Le président de l'Autorité a déclaré au président égyptien en janvier que les revenus devraient s'améliorer au second semestre 2026. La suppression de la remise s'aligne sur ce message. Continuer à offrir une remise au petit nombre de navires qui transitent encore – dont la plupart utiliseraient probablement le canal de toute façon – représentait une ponction inutile sur les revenus.
Les observateurs de l'industrie soulignent un second motif : signaler la confiance. En supprimant l'incitation, l'Autorité peut suggérer qu'elle considère les perturbations actuelles comme temporaires et qu'elle n'a pas besoin de concurrencer sur les prix, alors que les conditions géopolitiques, et non les péages, dictent les décisions de routage.
Fenêtre critique à venir
La trajectoire à court terme du trafic de canaux dépend désormais de la tenue du cessez-le-feu américano-iranien. Les sources de renseignement maritime indiquent que la période du 8 au 10 avril est cruciale. Si les transits quotidiens dans le détroit d'Ormuz augmentent sans incident, les principaux opérateurs devraient commencer des évaluations formelles des risques, les grands transporteurs prenant probablement des décisions de routage entre le 11 et le 14 avril.
Maersk a reconnu que le cessez-le-feu pourrait ouvrir des opportunités de transit, mais a déclaré qu'il ne fournissait pas encore une certitude maritime complète. Les primes d'assurance contre les risques de guerre, les protocoles de sécurité des équipages et la viabilité des routes restent les facteurs dominants dans la prise de décision des transporteurs, facteurs qui éclipsent tous l'impact d'une réduction des péages de 15 %.

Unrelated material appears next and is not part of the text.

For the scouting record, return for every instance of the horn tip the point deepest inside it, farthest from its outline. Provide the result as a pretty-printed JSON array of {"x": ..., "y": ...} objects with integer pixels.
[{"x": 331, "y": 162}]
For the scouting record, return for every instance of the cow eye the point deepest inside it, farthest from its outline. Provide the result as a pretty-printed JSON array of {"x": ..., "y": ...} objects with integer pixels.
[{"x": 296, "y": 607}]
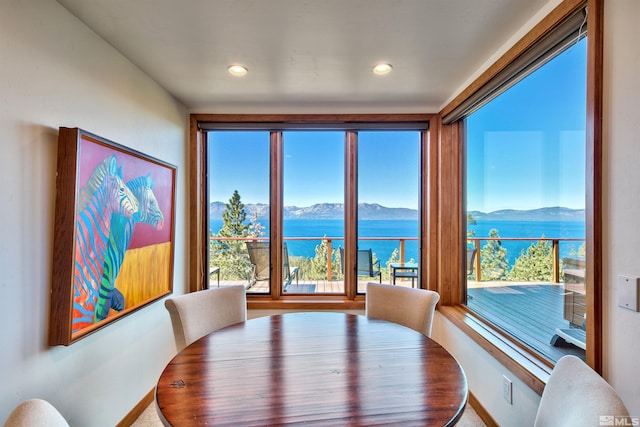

Même dans le scénario le plus optimiste, il faudra des semaines pour décharger les cargaisons bloquées, et des mois avant que les flux commerciaux mondiaux ne se rapprochent de ce qu'ils étaient avant la crise. La décision de l'Autorité du Canal de Suez d'annuler la réduction de tarif suggère qu'elle recalibre sa stratégie commerciale pour une période d'incertitude prolongée, plutôt qu'une reprise progressive comme elle l'avait prévu plus tôt cette année.
Cet article est basé sur des informations publiques de l'industrie et des données de transport maritime, reflétant les derniers développements sur les routes maritimes mondiales.